Buying a house or condo is equal parts exciting and stressful. It’s easy to get carried away thinking about actually owning a home of your own, not to mention all the barbecues you’ll have in the back yard.
There are many questions that come up when you are considering buying your first property. Make sure you ask yourself the following before taking the leap.
You need to know:
- Whether you should really be buying, or if you should stick with renting
- What your credit situation looks like to lenders
- How much house you can really afford (Hint: It’s not the number your lender will give you)
- How to pick a lender, and whether you need to get pre-qualified
- How to pick a realtor, or if you should do it yourself
- Which mortgage is best for you
- What goes into an offer and the next steps
- How to budget for closing costs
- What happens at closing
- Whether to pay for movers or do it yourself
Today’s post will focus on two things: How to know if you’re ready to stop renting and become a homeowner, and how to figure out what your credit looks like to a lender.
Should I buy or should I rent?
Buying a house might be part of the American Dream, but as many people found out over the last 10 years, it can also become a nightmare if you aren’t prepared. When you’re deciding whether to make the jump to homeownership, you have to ensure you’re doing it for the right reasons. This handy calculator from MSN Money can give you a general idea of whether you should buy or rent your home.
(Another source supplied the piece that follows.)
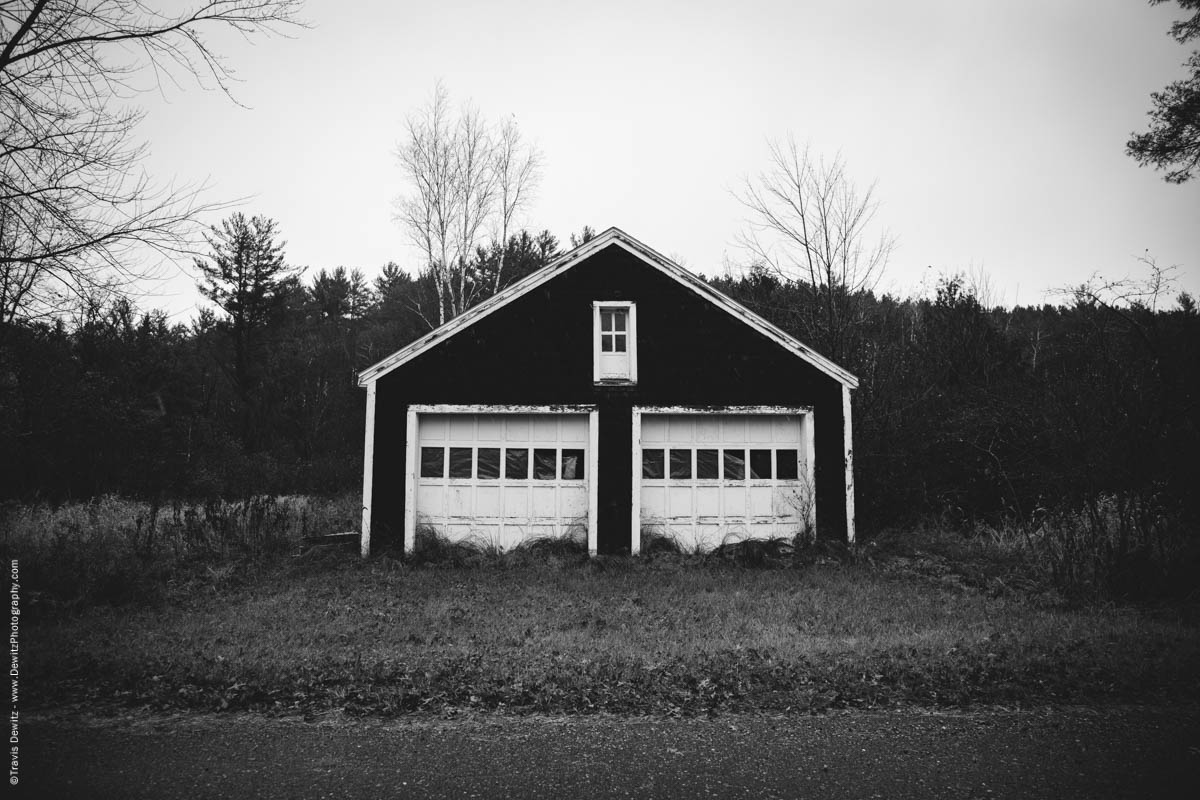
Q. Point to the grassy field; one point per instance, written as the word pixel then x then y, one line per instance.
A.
pixel 919 618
Additionally, you should ask yourself the following questions when deciding whether to rent or buy:
- Are you planning on switching jobs in the next year or two? Could that include relocating? Due to the high transactional costs of buying and selling a home, you should usually plan on being there for a least three years or more.
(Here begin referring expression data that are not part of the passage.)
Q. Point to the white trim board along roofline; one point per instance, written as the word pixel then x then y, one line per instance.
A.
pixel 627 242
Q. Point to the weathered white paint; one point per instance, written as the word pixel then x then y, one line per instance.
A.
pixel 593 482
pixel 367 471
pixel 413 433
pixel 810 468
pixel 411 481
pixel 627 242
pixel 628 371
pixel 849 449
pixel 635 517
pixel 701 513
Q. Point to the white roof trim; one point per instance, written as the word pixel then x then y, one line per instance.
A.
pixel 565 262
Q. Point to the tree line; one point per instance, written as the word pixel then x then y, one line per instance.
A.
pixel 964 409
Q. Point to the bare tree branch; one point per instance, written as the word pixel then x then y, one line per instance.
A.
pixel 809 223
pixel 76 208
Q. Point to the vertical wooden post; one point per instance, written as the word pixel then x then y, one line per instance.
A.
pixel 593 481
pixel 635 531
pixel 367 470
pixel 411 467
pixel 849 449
- Is it cheaper to rent than to buy in your area? If a 1,000 square-foot place costs $950 a month to rent, and a mortgage would end up costing $1,300 a month, it may make sense to keep renting and invest that money somewhere else.
- Do you have enough saved up to have an emergency savings fund (three to six months of expenses) AND a downpayment of 20% plus closing costs (usually around 3% of your purchase price)?
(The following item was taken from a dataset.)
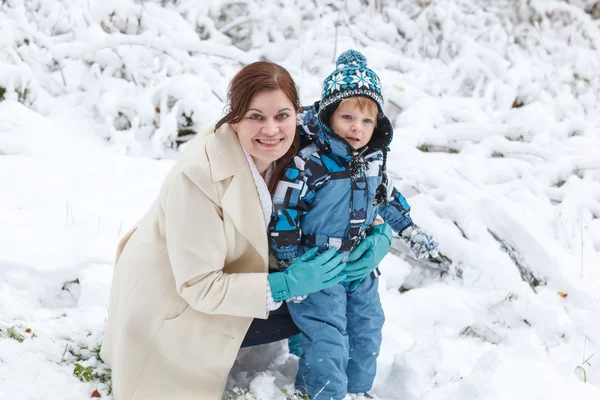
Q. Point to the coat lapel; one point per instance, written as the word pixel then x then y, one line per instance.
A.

- Are you ready to take on the weekly, monthly and yearly responsibilities of homeownership? If you have a yard, you need to be able to maintain it by mowing and controlling weeds. If your house is painted, you may have to paint it or pay for it to be painted every few years.
- Are you moving somewhere new? If you are moving to a new city, it could be wise to rent for six months or a year to give you time to get familiar with the different areas in town. You wouldn’t want to end up in a neighborhood that all of the locals know is downwind of the sewage treatment plant!
If you know you are going to be in one place for a while, you are familiar with the different areas of your city, and you know that you are going to love (or at least tolerate) the home maintenance, you should proceed to step 2 of the homebuying process.
What does your credit situation look like to lenders?
It is critical that you understand your credit situation well before you involve a lender. If you haven’t pulled your credit score in a while, check out Credit Karma to get your TransUnion score.
Pay close attention to the “Credit Report Card” for an explanation of how you are doing in different areas, like how much of your credit line you are using and how many accounts you have open.
You can also pull full credit reports from each of the three credit bureaus at annualcreditreport.com. (You get one free credit report per year from each bureau, so pulling one once every four months is a good strategy.) If there is anything on there that doesn’t look right, spend the time now to dispute the error.